次に、1でみた交通モードが自分が住む地域で運行されていたとしても、高齢者にとって利用しやすいか、という点が問題になる。健康な成人には利用できるが高齢者、特に後期後期高齢者にとっては利用しづらい場合があることを、2-1|で説明してきた。例えば、路線バスの停留所が自宅から100m先にある場合、荷物を持って、雨の日は傘を差したまま、バス停まで100m歩き、空いたベンチがなければ立ったままバスを待ち、状況によっては立ったまま乗車する――という一連の動作が加わると、後期高齢者にとっては負担が大きい。
さらに、経済面からの検証も必要である。タクシーは地方部にも多く走っているが、収入は年金だけという高齢者には、日常的に利用するには負担が大きい。身体的、経済的な負担が大きいと、外出を避ける傾向となってしまう。
高齢者の歩行能力を考えると、人が停留所等まで移動して車両を待つ路線バスのような従来型の交通モードではなく、自宅または自宅近くまで送迎するドアツードアの交通モードが有効だと考えられる。その代表例が、デマンド型の乗り合いタクシーである。デマンド型交通はこれまで、過疎地など人口密度が低い地域で多く導入されてきたが、都市部においても、高齢者には路線バス等の利用にも制約があることを考えれば、導入を検討する余地があるのではないだろうか。ただし、既存の交通事業者の経営を圧迫して撤退を早めることがないように、利用者の範囲を、高齢者のうち身体的、経済的に移動に制約がある人に限定するなど、よく検討する必要がある。

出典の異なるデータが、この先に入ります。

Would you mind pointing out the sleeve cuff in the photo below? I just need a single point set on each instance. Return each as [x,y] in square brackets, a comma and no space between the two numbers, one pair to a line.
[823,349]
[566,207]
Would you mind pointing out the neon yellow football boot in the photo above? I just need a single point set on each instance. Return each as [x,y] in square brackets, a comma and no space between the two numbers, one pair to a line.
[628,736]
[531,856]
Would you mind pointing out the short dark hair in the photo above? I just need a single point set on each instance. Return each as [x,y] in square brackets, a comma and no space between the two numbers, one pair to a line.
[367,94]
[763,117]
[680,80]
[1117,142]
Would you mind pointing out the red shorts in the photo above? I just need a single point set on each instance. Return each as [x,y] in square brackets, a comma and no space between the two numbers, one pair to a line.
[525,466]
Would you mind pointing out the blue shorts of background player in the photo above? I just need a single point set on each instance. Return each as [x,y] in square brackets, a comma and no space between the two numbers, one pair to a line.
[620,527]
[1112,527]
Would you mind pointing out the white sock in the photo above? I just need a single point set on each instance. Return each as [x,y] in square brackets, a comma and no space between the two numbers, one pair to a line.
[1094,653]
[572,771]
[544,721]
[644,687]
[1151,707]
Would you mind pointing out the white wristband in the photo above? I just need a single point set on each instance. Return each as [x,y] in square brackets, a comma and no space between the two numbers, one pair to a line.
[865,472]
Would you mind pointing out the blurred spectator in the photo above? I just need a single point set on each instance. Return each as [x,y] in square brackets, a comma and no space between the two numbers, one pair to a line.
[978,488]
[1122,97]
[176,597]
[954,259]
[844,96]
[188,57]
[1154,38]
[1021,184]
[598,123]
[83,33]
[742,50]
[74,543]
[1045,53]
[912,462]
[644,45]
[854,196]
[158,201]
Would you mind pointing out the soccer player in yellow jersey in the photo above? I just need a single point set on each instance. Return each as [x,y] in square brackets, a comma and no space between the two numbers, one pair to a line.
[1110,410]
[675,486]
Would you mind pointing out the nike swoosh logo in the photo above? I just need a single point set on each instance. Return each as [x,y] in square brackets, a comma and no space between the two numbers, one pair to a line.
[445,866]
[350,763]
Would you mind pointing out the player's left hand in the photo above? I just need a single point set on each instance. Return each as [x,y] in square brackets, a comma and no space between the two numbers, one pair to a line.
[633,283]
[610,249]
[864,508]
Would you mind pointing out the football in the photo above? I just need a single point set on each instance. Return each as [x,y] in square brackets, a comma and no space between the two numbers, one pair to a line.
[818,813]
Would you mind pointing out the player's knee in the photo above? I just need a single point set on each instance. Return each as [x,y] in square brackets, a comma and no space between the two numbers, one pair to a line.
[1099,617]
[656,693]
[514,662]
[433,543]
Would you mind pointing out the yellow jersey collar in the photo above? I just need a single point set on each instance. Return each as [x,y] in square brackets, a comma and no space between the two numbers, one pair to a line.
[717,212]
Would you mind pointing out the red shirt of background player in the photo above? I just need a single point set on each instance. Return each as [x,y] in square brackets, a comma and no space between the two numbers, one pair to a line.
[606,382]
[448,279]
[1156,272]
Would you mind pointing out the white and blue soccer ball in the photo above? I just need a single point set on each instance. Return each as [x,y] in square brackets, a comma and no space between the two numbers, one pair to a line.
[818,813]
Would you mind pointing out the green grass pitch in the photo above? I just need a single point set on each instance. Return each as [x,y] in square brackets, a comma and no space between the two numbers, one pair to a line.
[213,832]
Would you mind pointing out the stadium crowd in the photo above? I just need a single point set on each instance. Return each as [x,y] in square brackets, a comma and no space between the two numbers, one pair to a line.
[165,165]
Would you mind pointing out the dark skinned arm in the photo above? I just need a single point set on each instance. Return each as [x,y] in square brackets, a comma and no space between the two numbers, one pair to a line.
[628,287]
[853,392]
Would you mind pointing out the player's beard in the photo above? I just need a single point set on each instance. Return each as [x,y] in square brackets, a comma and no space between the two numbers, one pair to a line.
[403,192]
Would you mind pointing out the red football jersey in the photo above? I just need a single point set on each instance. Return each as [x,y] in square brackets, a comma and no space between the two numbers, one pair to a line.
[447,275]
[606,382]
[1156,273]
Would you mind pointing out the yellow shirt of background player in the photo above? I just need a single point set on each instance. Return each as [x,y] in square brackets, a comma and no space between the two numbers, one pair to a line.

また、自家用有償旅客運送の中には、交通空白地以外でも、身体障害者や要介護者等に限って輸送を認める「市町村運営有償運送(福祉)」や「福祉有償運送」がある。これらは福祉の一環として位置づけられてきたため、これまでは身体障害者や要介護者らが利用対象とされてきた。しかし、身体的、経済的な事情から公共交通の利用に制約がある人は、これらの人たちだけではない。今後は、後期高齢者全体を利用対象の射程に入れるなど、制度の幅を拡大していく必要があるのではないだろうか。ただし、自家用有償旅客運送を普及拡大するためには、現在、導入が伸び悩む要因となっている「地域公共交通会議」や「運営協議会」での調整方法を一層簡素化したり、「タクシー運賃の半額程度」を目安としている運賃の在り方について見直したりすることが必要ではないだろうか。
経済面から言えば、割安で利用できる相乗りタクシーや定額タクシー等についても、今後の本格実施を期待したい。また、小回りが利く小型トラックの貨客混載パターンについても、今後、事業化できるスキームを研究していくべきではないだろうか。
さらに、交通モードとは異なる視点だが、仮に目的地まで一定の距離があっても、休憩を挟んだら再び歩き出すことのできる高齢者も多いことから、歩行空間に椅子や休憩所を配置するなど、歩きやすいまちづくりを進める必要もあるだろう。